Le régime de prescription des créances salariales est applicable
La chambre sociale décide que l’action en paiement des salaires dont le versement doit être repris par l’employeur à partir de l’expiration du délai d’un mois suivant la déclaration d’inaptitude court à compter de la date d’exigibilité de chacune des créances de salaire dues jusqu’à la rupture du contrat de travail.
Dès lors, en l’espèce, la salariée pouvait agir jusqu’au 13 septembre 2016 et son action engagée le 1er mars de cette même année était donc recevable.
En effet, la rémunération dont le versement doit être repris conserve la nature de salaire. Par ailleurs, selon la jurisprudence, la durée de la prescription est déterminée par la nature de la créance invoquée.

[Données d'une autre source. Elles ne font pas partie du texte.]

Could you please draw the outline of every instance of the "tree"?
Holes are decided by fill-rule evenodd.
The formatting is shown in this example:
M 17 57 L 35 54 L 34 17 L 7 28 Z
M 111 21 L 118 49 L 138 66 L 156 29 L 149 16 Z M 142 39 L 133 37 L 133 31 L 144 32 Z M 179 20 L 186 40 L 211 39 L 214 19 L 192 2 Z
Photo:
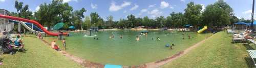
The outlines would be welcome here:
M 223 0 L 218 0 L 213 5 L 208 5 L 203 13 L 204 24 L 210 26 L 231 24 L 235 22 L 233 10 Z M 232 19 L 233 18 L 233 19 Z
M 17 13 L 18 13 L 19 17 L 20 17 L 20 12 L 23 6 L 23 2 L 19 3 L 18 1 L 15 1 L 15 8 L 17 10 Z
M 158 17 L 156 18 L 156 20 L 157 23 L 155 24 L 155 26 L 157 26 L 158 28 L 163 27 L 163 25 L 165 23 L 165 19 L 164 19 L 164 17 L 163 16 Z
M 142 21 L 142 25 L 146 26 L 146 28 L 148 28 L 150 25 L 150 19 L 147 16 L 144 17 Z
M 136 19 L 136 22 L 135 23 L 135 26 L 141 26 L 142 25 L 143 19 L 141 18 L 138 18 Z
M 84 28 L 90 29 L 92 23 L 91 23 L 91 19 L 90 19 L 90 16 L 86 16 L 86 19 L 84 19 L 84 25 L 83 26 Z
M 106 17 L 106 19 L 108 20 L 108 21 L 106 22 L 107 24 L 106 25 L 106 26 L 108 27 L 112 27 L 113 26 L 113 17 L 111 15 L 109 16 L 109 17 Z
M 75 12 L 73 13 L 74 16 L 78 19 L 78 21 L 77 22 L 80 22 L 80 28 L 81 30 L 82 30 L 82 19 L 84 17 L 83 13 L 86 12 L 86 11 L 87 10 L 84 8 L 82 8 L 81 10 L 75 11 Z
M 194 26 L 199 24 L 201 21 L 202 5 L 195 4 L 194 2 L 190 2 L 187 5 L 185 9 L 185 17 L 190 24 Z
M 91 23 L 92 23 L 94 26 L 95 26 L 97 25 L 98 23 L 99 23 L 98 21 L 100 18 L 99 15 L 98 15 L 98 13 L 96 12 L 94 12 L 91 13 L 90 16 L 91 16 Z M 98 27 L 98 26 L 97 26 Z
M 124 19 L 120 19 L 119 21 L 117 24 L 119 28 L 124 28 L 125 27 L 125 20 Z
M 135 18 L 135 16 L 134 16 L 132 14 L 131 14 L 127 16 L 127 19 L 128 27 L 133 28 L 135 26 L 134 24 L 136 21 L 136 18 Z
M 97 23 L 98 27 L 99 29 L 105 28 L 105 27 L 104 27 L 104 20 L 102 18 L 99 17 Z

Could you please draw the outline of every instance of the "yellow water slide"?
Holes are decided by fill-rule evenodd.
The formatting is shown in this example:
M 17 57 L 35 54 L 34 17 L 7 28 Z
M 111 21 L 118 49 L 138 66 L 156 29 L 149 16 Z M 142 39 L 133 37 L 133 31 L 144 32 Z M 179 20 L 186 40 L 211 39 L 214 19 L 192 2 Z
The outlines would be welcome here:
M 202 32 L 204 31 L 204 30 L 206 30 L 207 29 L 207 26 L 204 26 L 204 28 L 201 29 L 200 30 L 197 31 L 198 33 L 201 33 Z

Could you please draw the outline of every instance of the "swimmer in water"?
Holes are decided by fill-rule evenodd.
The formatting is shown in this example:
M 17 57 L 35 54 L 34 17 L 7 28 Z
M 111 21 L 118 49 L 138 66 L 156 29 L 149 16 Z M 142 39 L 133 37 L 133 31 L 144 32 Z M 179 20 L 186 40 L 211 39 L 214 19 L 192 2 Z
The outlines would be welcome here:
M 188 35 L 188 39 L 190 39 L 190 36 Z
M 120 39 L 123 39 L 123 35 L 121 35 L 121 36 L 120 37 Z
M 140 39 L 139 38 L 139 37 L 137 36 L 136 37 L 136 41 L 139 41 Z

Par conséquent, doit être appliqué le régime de prescription des créances salariales : le délai de prescription court à compter de la date à laquelle la créance est devenue exigible et, pour les salariés payés au mois, la date d’exigibilité du salaire correspond à la date habituelle du paiement des salaires en vigueur dans l’entreprise et concerne l’intégralité du salaire afférent au mois considéré.
A noter : La chambre sociale ne pouvait pas retenir un délai de prescription unique, à savoir la date d’expiration du délai d’un mois après la constatation de l’inaptitude, s’agissant d’une créance à exécution successive, exigible chaque mois, à la date habituelle de paiement des salaires en vigueur dans l’entreprise.